Cracker’s Savory Morsels Served At State Theater Gig

So they were standing, like the last rock band on the planet… Yes, Cracker marched through Northern Virginia last night, playing the first of their shows that I’ve seen since, oh, the invention of the Internet.  David Lowery’s grown a beard since Camper Van Beethoven played the same venue (State Theater, Falls Church) in January, and if you want to get a sense of the difference between those fraternal twins, consider where he stands when playing with each one.  With CVB, he’s over on stage right, holding down the singing and rhythm guitar chores while Jimmy Page and Yehudi Menuhin keep the notes flying on the other side.  With Cracker, there he was at center stage, because Johnny Hickman’s gloriously lucid lead licks notwithstanding, Lowery is the center of attention.

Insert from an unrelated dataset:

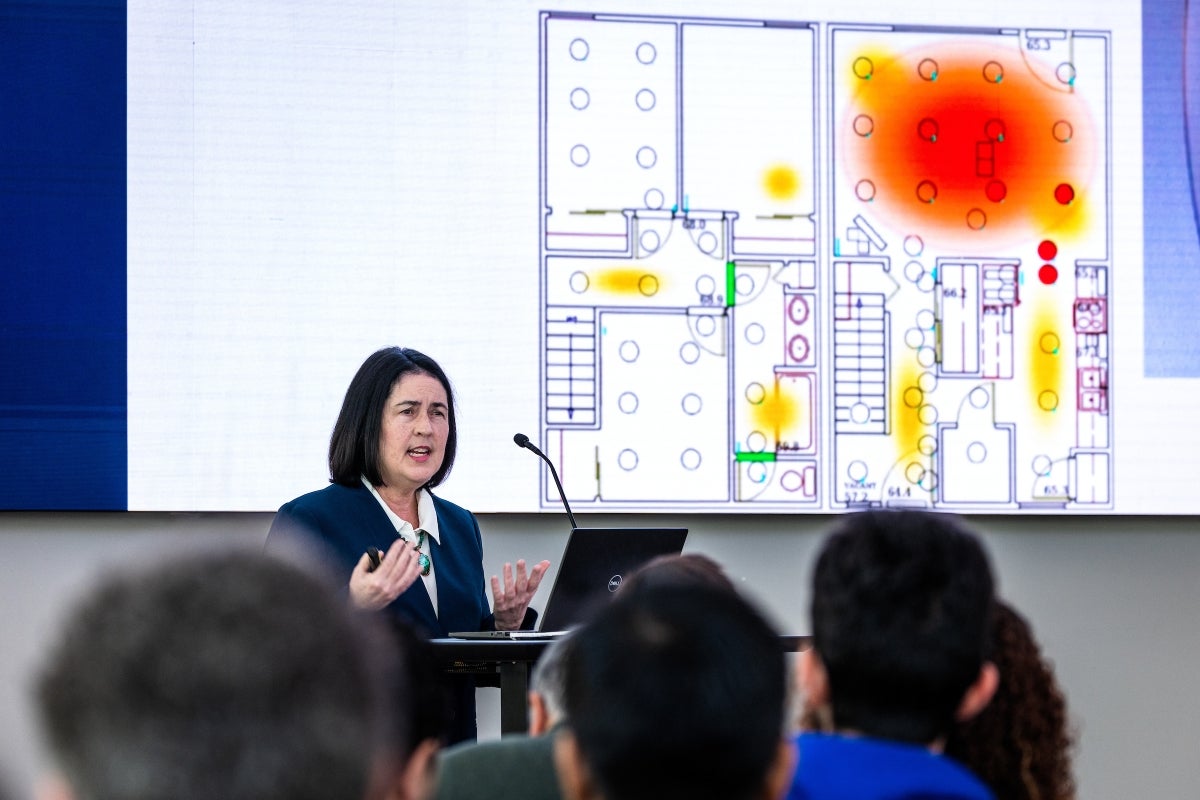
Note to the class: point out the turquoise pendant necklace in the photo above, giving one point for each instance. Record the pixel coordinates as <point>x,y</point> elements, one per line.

Sunrise In The Land of Milk And Honey is a superb album, and restores Cracker’s place in the center of my heart — or maybe more accurately, back on my playlist — in a way not dissimilar to how New Roman Times restored Camper Van Beethoven’s relevance and standing.  Watching Lowery work — joestrummering the guitar and straining to hit the high notes while Johnny Hickman, with the ease of Billy Zoom, lets fly his economical licks and amazingly lyrical lines — shows just how much Cracker means to him, how important it still all is, even in the wake of relative critical indifference, to invest everything he’s got in his genially acerbic lyrics, his faux-unsophisticated singing.

They started with the title song and “Hey Brett (You Know What Time It Is)” from the new album, then went right to where it all began — “Teen Angst (What The World Needs Now).”  As a band, they can still kick the milk pail over.  Middle period Cracker seemed to need to thicken the sound, to heavy the bass.  Late period Cracker seems to have rediscovered its punky Americana roots.

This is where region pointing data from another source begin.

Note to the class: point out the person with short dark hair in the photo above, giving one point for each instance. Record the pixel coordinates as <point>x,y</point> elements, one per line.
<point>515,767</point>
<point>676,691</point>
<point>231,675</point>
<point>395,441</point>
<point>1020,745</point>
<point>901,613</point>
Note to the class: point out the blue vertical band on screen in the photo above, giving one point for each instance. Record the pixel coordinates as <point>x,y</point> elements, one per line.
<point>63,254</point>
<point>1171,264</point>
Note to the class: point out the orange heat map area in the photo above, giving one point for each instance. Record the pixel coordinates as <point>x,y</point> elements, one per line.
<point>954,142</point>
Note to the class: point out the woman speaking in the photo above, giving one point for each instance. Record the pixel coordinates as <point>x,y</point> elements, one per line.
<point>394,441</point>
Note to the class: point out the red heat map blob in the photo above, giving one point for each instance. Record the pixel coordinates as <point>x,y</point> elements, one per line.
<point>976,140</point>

After the discursive amusement of Camper Van Beethoven, which mixed LA punk with gypsy music, ska, and ditties from a bar mitzvah in Kiev… to have teamed up with a straigtahead guitarist like Johnny Hickman — a guy who can reel off power chords with the smooth action of a Winchester pump gun sending another shell into the breach — well, it must have been a relief for Lowery, a new lease on life.  All that time he’d been a roots rocker trapped inside the surfer body of a Santa Cruz slacker. And maybe that’s why, 17, 18 years on, they’ve geared up again.  Let’s go for a ride.

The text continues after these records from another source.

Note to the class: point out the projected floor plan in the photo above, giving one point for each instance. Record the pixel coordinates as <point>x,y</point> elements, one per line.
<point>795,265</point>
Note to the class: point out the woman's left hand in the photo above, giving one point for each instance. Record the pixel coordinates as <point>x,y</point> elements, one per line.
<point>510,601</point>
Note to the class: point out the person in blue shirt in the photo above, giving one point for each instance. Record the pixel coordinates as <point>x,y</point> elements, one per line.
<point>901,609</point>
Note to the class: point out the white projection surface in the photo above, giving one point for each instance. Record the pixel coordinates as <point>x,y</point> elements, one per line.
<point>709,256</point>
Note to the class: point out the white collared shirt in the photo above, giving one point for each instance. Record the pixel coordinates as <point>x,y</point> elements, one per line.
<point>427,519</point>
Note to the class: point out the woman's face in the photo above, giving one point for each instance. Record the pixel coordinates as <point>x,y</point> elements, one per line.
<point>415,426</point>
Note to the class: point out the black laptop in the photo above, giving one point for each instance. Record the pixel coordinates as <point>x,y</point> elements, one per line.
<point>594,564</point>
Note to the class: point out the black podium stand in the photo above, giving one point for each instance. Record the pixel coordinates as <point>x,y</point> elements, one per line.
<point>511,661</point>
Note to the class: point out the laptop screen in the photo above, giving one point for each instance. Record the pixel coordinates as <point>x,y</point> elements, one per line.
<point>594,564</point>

As they worked their way through a long, full, career-restrospective set, I was reminded of those mid-90’s albums I haven’t played in years, and how great songs like “Sweet Thistle Pie” really were.  It was those albums — well, maybe it really was Kerosene Hat, and “EuroTrash Girl”  — that brought out a not-young crowd on a Wednesday night, and it reminded us how in their deliberately non-chic way, in their rebelling against a claim of greater relevance, Cracker took the Southern route to understatement, though their greatness really ought not be denied.

Cracker’s show at the State Theater saw a band revived, and their new album shows them still in creatively fine fettle.   In any objective roster of rock’s most charming — and important — frontmen, David Lowery would be on it: he’s John Fogerty with a subversive sense of humor and a manic wit, Jon Langford’s American cousin.  Let’s hope he keeps both Cracker and CVB cranking it up for years to come.